Cet état de fait ressemble parfaitement dans ses traits à celui de l'année 2002 ; au lieu d'attendre la promulgation du nouveau code des marchés publics, la compagnie a promulgué hâtivement la directive A-408 (R16), comme si elle voulait se démarquer des pouvoirs publics, sachant bien que le projet de loi portant code des marchés publics a prévu d'élargir son champ d'application aux sociétés stratégiques du pays.
Après la promulgation de la directive A-408 (R16), les nouveaux responsables de Sonatrach, fraîchement installés, n'ont pas voulu bousculer les choses. Ils avaient la certitude que cette directive sera abolie de facto, ce n'est qu'une question de temps, en attendant de promulguer le nouveau code des marchés publics. En soumettant dernièrement(4) les sociétés stratégiques aux dispositions du nouveau code des marchés publics, les pouvoirs publics ont donné un signal fort à double échelle :
– au niveau international, vu le nombre colossal des projets d'investissement dans le domaine de l'énergie et des mines, les investisseurs étrangers devraient désormais traiter directement avec l'Etat algérien, seul garant des droits et des obligations.
– au niveau national, en avertissant les sociétés nationales que la marge de liberté dont elles disposent en matière de passation de marchés n'empêche pas les pouvoirs publics d'auditer, de contrôler et d'ester en justice les gestionnaires volontairement défaillants, l'Etat peut, à tout moment, récupérer ses biens.
Cette décision courageuse et salutaire des pouvoirs publics réconforte davantage les gestionnaires de la compagnie ; ils seront désormais régis par les lois de la République, reconnues officiellement par les institutions judiciaires de l'Etat. Les menaces qui pesaient sur leur tête durant les directives internes seront écartées à jamais.

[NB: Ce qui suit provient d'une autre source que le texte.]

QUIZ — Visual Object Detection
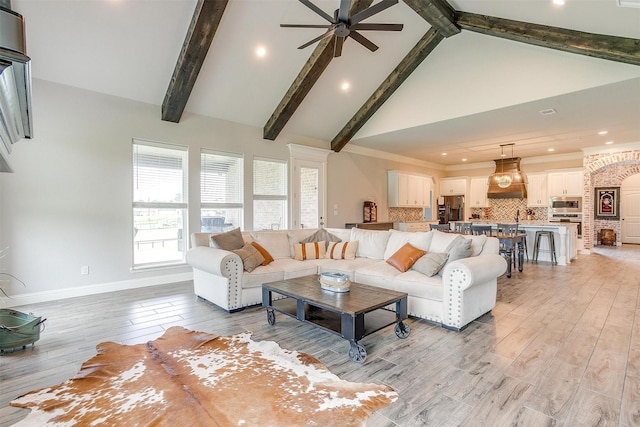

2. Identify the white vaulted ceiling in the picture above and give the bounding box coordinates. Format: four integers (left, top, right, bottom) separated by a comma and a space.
12, 0, 640, 165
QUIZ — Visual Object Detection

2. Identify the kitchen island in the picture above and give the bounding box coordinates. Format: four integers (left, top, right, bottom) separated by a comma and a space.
450, 220, 578, 265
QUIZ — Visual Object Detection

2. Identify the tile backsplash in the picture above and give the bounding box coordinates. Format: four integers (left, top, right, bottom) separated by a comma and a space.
389, 208, 424, 222
471, 199, 548, 222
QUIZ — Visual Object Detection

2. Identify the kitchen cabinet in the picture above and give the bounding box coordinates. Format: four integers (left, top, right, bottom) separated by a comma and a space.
387, 171, 431, 208
547, 169, 582, 197
440, 178, 467, 196
527, 173, 549, 208
469, 176, 489, 208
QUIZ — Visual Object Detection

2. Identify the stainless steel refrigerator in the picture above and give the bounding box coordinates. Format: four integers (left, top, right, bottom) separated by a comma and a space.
438, 196, 464, 224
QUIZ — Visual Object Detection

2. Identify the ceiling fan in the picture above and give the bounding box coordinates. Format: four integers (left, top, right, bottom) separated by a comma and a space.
280, 0, 403, 58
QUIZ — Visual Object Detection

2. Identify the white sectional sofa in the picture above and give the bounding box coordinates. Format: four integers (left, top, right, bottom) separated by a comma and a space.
187, 228, 507, 331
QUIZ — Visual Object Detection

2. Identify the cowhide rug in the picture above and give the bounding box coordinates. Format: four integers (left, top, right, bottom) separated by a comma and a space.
11, 327, 397, 427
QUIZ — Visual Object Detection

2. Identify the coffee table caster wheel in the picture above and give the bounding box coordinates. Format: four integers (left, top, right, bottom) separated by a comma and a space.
267, 310, 276, 326
349, 342, 367, 363
395, 322, 411, 339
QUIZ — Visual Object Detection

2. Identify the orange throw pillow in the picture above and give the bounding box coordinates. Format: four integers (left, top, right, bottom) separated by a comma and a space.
387, 243, 427, 273
251, 242, 273, 265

En conclusion, les problèmes des sociétés publiques ne sont pas organiques. Soumettre ces sociétés au code des marchés publics et restreindre leur autonomie, ou les doter d'une autonomie absolue en les régissant par des directives internes ne réglera pas le problème. Il faut savoir combiner entre une autonomie surveillée avec un rôle régulateur des pouvoirs publics. Pour cela, il faut des managers hautement qualifiés et réellement formés. La refonte de la politique de gestion des carrières est indispensable, il faut créer des pépinières de ressources humaines capables de fournir des gestionnaires aptes à faire face aux défis de la mondialisation et de bénéficier du maximum des expériences des autres peuples. Et nous avons comme modèle les pays asiatiques, l'exemple parfait. Sonatrach doit être la locomotive de l'économie algérienne et non pas une manne de ressources financières, appelées à disparaître tôt ou tard. Ces ressources humaines sont la véritable richesse du pays.

Notes de renvoi :
(1) La Tribune du 13 octobre 2004 (hydrocarbures : Sonatrach signe la directive de passation de marchés) Youcef Salami.
(2 & 3) Le Soir d'Algérie du 21 septembre 2005 (procédures de passation de marchés dans le secteur de l'énergie et des mines – Le Baosem n'aurait rien réglé)
(4) Quotidien El Khabar du 9 novembre 2010. (Généralisation du code des marchés publics au secteur de l'énergie).